Hamilton Mill's Puckett's Mill Elementary has Gwinnett County School's only habitat display
When Puckett’s Mill teacher Julie Hitt decided to develop the first Georgia habitat display that fills a Gwinnett classroom, she wasn’t confident that it would come to fruition.
“I never thought it would be funded in the first place,” said Hitt, who teaches at Puckett’s Mill Elementary, an elementary attended by Hamilton Mill students.
But a month ago, the Mill Creek Cluster Education Foundation funded her “Hands on Habitat” with a second grant, a year after the first grant kick-started the project. The total grant funding is $10,100, and makes Puckett’s Mill believed to be the only Gwinnett County school that has a classroom filled with creatures, plants, rocks, minerals, skulls and a wasp nest.
Walk through Hitt’s habitat, and you’ll see fresh and salt water fish and shark tanks, a red-eared slider turtle named Delilah, hamsters named Fast and Furrious, bearded dragons named Phineas and Ferb, three frogs, which were found on the school’s playground, and a hermit crab.
Teachers and Westbrooks, who donated the wasp nest, have made contributions. One gave a large mouth bass that hangs on the wall, while another donated Delilah.

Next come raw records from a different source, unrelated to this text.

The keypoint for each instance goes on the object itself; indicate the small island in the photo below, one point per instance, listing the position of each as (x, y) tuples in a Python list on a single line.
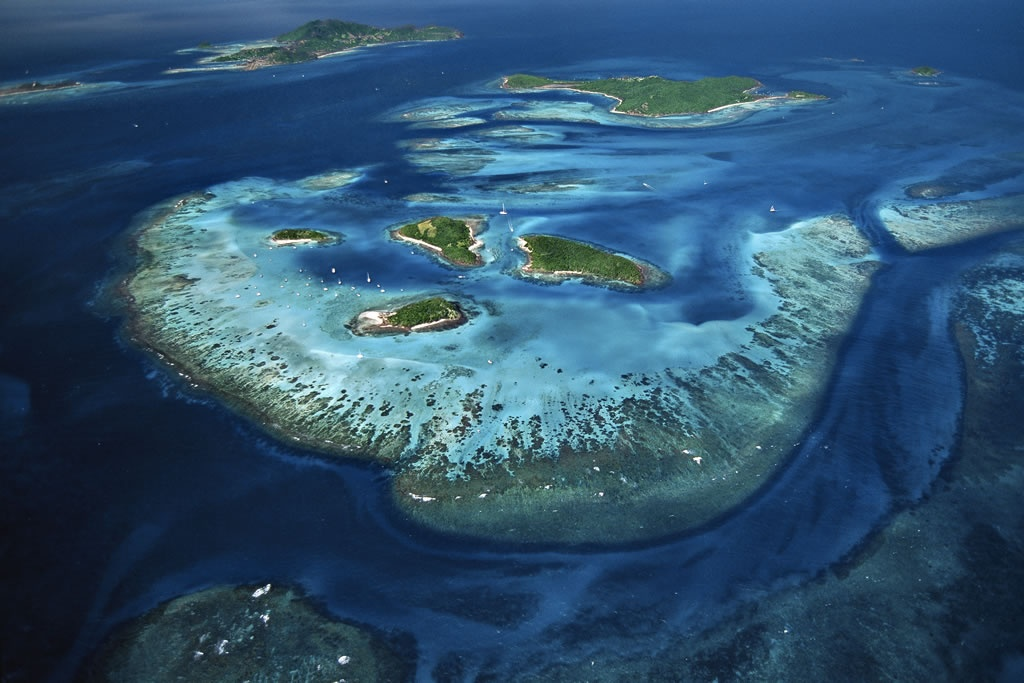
[(453, 240), (653, 95), (433, 314), (36, 86), (324, 37), (568, 258), (300, 236)]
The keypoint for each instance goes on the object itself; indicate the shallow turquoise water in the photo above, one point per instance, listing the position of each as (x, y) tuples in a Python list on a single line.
[(127, 486)]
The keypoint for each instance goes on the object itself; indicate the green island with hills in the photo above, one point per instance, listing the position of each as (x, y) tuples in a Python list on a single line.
[(558, 256), (322, 37), (430, 314), (451, 239), (653, 95)]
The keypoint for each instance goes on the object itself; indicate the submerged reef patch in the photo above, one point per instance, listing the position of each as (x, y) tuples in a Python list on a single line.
[(568, 414), (254, 633), (918, 226)]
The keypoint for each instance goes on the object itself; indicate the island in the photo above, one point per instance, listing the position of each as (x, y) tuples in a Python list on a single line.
[(246, 633), (568, 258), (454, 240), (36, 86), (325, 37), (434, 313), (653, 95), (300, 236), (585, 402)]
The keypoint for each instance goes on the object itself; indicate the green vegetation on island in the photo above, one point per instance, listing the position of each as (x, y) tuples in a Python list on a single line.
[(427, 311), (653, 95), (300, 235), (321, 37), (560, 256), (453, 238), (803, 94)]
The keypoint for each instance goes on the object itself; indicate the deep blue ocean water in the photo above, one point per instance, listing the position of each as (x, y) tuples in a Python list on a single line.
[(122, 487)]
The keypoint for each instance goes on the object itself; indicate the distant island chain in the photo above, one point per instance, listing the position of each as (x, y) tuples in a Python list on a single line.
[(432, 339)]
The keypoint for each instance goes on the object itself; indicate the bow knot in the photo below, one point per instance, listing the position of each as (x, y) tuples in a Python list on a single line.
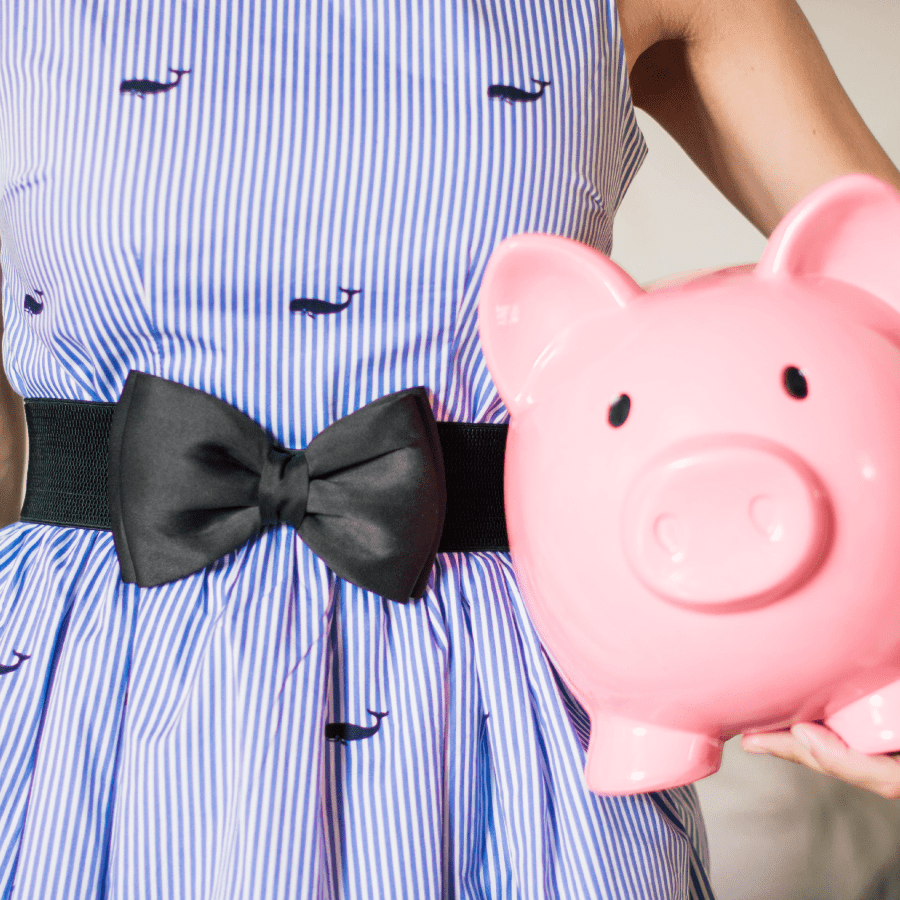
[(283, 487)]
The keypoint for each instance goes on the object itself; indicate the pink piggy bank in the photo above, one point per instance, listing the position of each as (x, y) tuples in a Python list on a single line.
[(703, 485)]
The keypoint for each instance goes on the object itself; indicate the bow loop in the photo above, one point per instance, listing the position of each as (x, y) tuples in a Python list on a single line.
[(192, 479)]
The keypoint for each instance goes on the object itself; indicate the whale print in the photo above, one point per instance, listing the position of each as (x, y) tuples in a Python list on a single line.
[(313, 307), (6, 670), (140, 87), (33, 305), (510, 94), (341, 732)]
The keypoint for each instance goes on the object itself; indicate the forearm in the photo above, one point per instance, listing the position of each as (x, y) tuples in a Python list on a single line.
[(751, 97)]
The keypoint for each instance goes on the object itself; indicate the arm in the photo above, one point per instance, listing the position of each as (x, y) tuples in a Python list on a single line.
[(12, 449), (747, 91)]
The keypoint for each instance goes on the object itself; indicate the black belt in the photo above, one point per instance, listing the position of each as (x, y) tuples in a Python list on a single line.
[(68, 462)]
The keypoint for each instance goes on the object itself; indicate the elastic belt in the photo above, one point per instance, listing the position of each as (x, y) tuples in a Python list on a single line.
[(68, 459)]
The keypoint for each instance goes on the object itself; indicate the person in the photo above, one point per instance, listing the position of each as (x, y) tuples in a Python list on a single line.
[(290, 207)]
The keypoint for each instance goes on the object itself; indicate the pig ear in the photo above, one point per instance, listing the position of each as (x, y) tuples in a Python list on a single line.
[(536, 286), (849, 230)]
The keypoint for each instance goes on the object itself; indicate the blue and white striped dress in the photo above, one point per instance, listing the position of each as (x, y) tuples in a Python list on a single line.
[(173, 174)]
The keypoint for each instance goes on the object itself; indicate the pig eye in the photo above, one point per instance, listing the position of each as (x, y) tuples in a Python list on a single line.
[(795, 382), (618, 411)]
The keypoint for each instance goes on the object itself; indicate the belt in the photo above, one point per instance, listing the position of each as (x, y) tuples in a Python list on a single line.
[(69, 460)]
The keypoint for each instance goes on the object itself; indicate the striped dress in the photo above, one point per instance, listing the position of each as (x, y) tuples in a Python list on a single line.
[(289, 205)]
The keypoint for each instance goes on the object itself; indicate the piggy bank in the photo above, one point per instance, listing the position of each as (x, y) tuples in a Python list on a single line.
[(702, 485)]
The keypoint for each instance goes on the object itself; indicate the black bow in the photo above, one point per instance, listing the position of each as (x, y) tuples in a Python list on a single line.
[(192, 478)]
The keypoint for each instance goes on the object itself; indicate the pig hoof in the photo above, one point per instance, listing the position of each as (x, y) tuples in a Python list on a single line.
[(626, 756), (871, 724)]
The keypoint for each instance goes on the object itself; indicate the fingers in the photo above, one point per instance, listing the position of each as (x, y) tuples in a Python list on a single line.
[(822, 750)]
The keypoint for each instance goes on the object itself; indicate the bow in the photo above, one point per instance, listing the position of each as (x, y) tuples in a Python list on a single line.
[(192, 479)]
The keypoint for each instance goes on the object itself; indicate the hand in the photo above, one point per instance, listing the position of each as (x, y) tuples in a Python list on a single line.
[(821, 750)]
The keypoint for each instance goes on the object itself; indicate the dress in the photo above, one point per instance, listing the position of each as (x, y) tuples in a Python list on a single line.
[(179, 180)]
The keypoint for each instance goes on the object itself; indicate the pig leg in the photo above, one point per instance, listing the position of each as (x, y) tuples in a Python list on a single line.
[(871, 724), (626, 756)]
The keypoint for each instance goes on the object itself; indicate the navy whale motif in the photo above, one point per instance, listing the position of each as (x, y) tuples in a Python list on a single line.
[(6, 670), (143, 86), (341, 732), (33, 305), (313, 307), (510, 94)]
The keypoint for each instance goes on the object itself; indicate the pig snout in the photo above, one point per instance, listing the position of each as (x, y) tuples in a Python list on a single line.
[(727, 521)]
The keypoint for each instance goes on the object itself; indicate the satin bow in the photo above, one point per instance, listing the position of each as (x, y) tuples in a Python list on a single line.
[(192, 479)]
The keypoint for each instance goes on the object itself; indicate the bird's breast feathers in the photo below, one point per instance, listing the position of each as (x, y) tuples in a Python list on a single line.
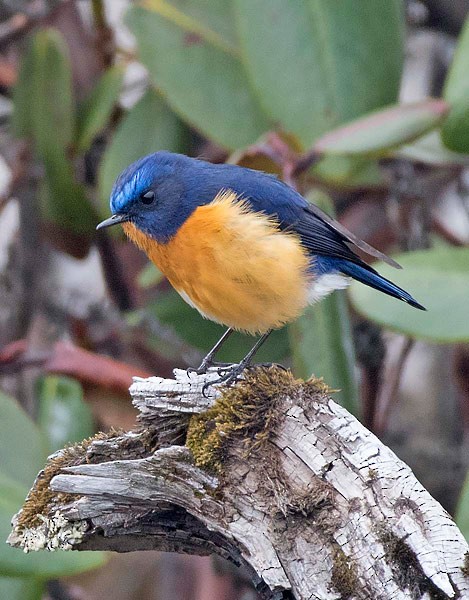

The room, which is categorized by Georgia’s five habitats, could be more crowded, but Hitt said she had to draw a line.
“I have more deer skulls in here than you would ever want,” Hitt said. “If I had kept every bird’s nest I’d ever gotten, we wouldn’t be able to walk in here. We’ve kind of had to have the talk, ‘If it’s happy in nature, let it stay in nature.’”
Hitt isn’t the only one at the school who works in the classroom. She has six “Habitat Helpers,” who are students who feed the animals and clean cages. One student, fourth-grader Katherine Martin, took the hamsters and hermit crab home over winter break.
“This is just a great experience to have fun with the animals. It’s just fun to do and a great way to spend the time, especially this time of year because it’s cold outside,” Katherine said.
In order to become a habitat helper, students had to write an essay they described as a sort of job application to help out.
“I just thought animals were there and some people would like to play with them,” Katherine said. “Then I thought, ‘Why don’t I start liking animals and start taking care of them.”
What Westbrooks likes about the room is it is available to students in all grades throughout the school. The fish tanks are especially enjoyed by special education students.
Second-graders work on life cycle projects, while third-graders study rocks and minerals, for example. At times during a given week, Hitt has laptop computers around the room so students can research the plants and animals.
While students are well-versed in technology and are well-traveled, they don’t necessarily know a lot about habitats near them, Hitt said.
It’s all exceeded her initial expectations.